LONDON (Reuters) – A man with a knife stabbed another in an east London metro station yesterday evening, reportedly screaming “this is for Syria”, before police used a stun gun on the attacker and detained him.
“We are treating this as a terrorist incident,” Richard Walton, who leads the London police’s Counter Terrorism Command, said in a statement.
Police were called to reports of a number of people stabbed at the Leytonstone Underground station in east London and a man threatening other people with a knife. One man was seriously injured and two sustained minor injuries, police said.
London’s Evening Standard newspaper said the attacker had screamed “this is for Syria”. A police spokesman declined to comment on the report about Syria.

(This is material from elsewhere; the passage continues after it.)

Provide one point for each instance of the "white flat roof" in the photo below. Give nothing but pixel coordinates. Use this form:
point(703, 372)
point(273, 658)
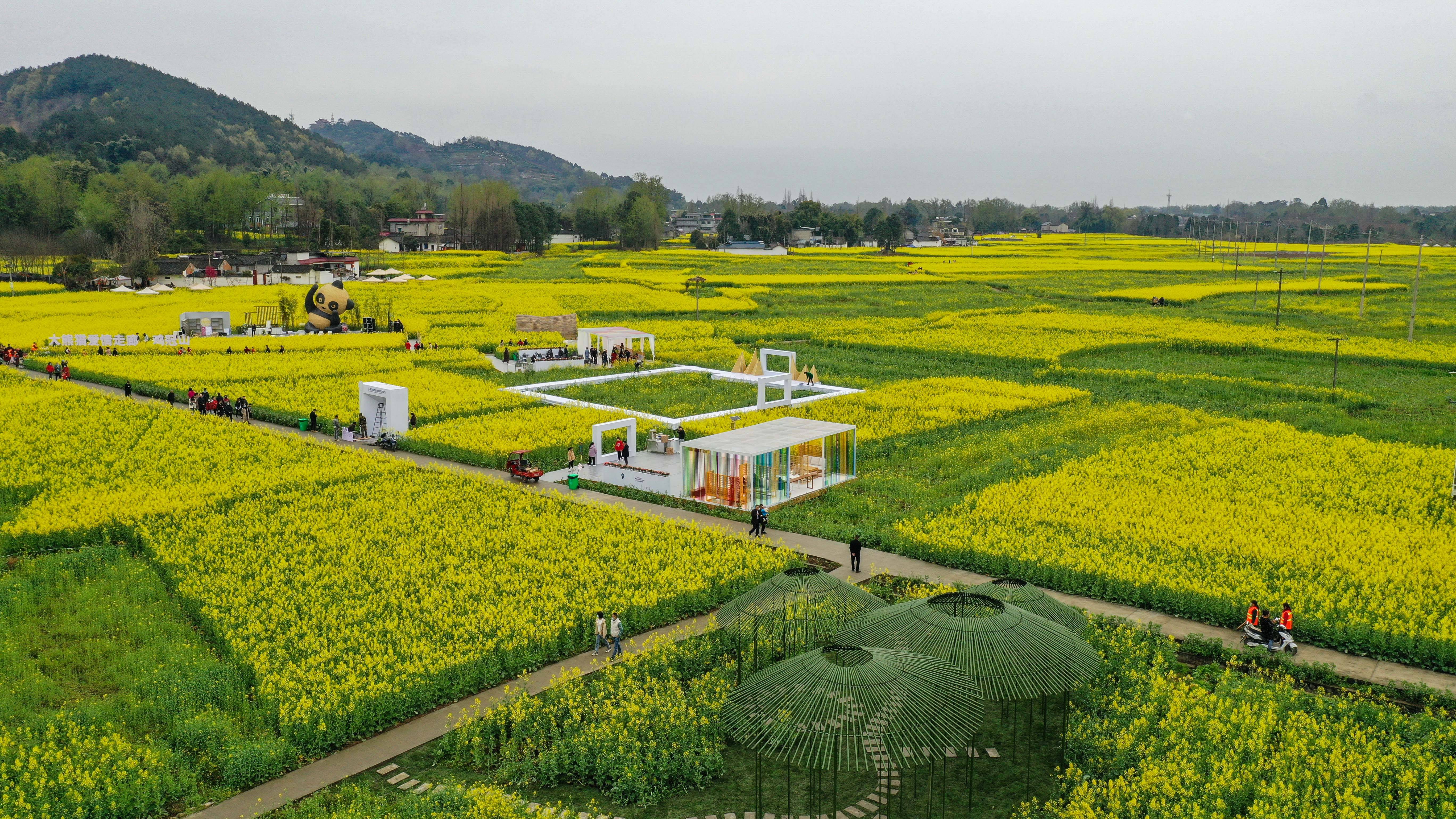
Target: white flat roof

Britain is on its second-highest alert level of “severe,” meaning a militant attack is considered highly likely. This is mainly due to the threat the authorities say is posed by Islamic State militants in Syria and Iraq and their encouragement of supporters to carry out attacks in their homelands.

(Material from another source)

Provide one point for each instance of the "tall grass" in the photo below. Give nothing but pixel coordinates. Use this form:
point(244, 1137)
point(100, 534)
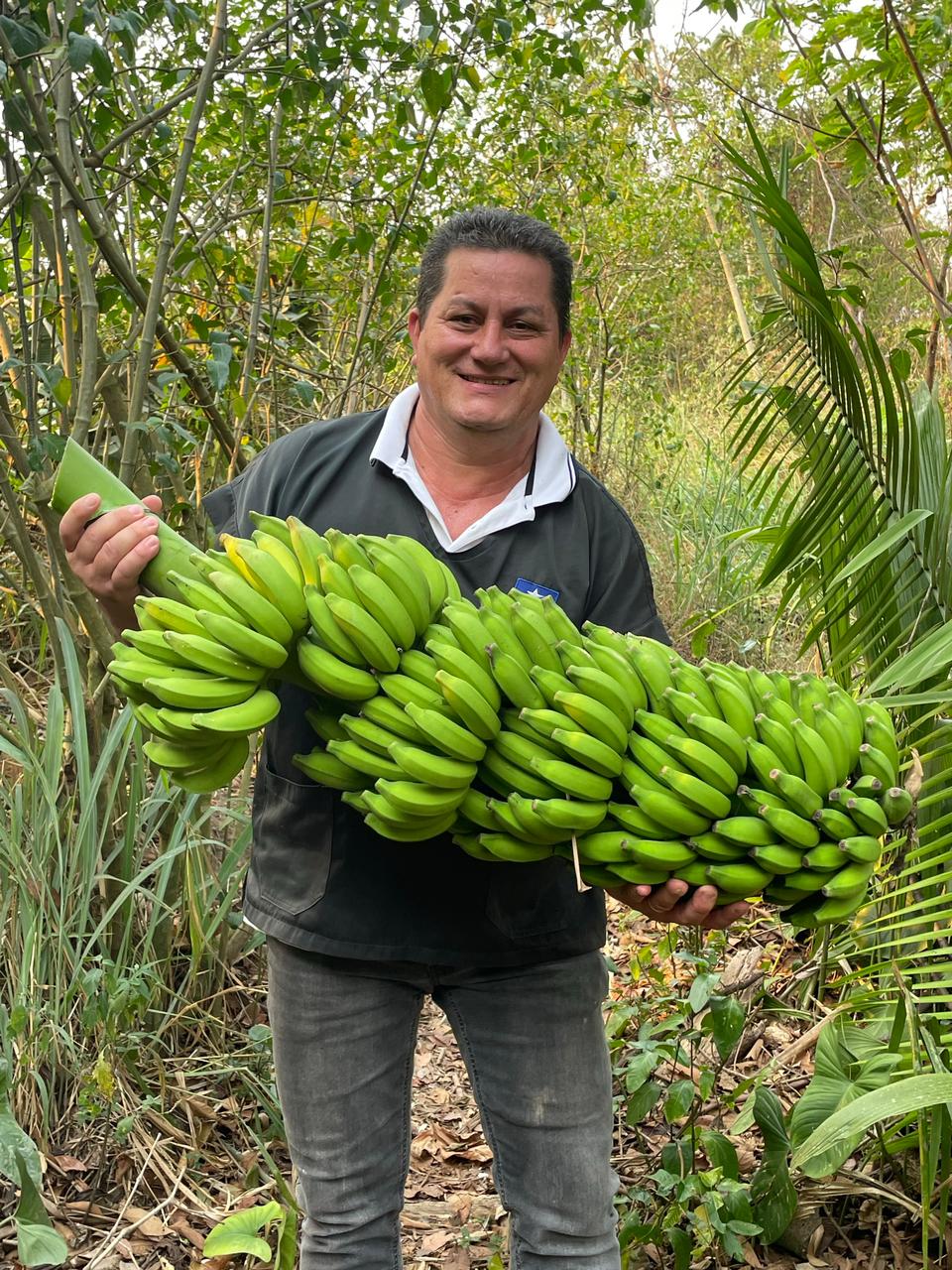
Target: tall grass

British lawmakers approved the bombing of Islamic State targets in Syria on Wednesday. Britain’s air force has since carried out two bombing raids.
Last month militant Islamist attacks in Paris killed 130 people.
Britain suffered by far its worst militant Islamist attack in July, 2005, when 52 people were killed by suicide bombs on underground trains and a bus.
In May 2013, a British army soldier Lee Rigby was attacked and killed by two Muslim converts on a busy street in southeast London, a murder that provoked disgust and fears of an anti-Muslim backlash.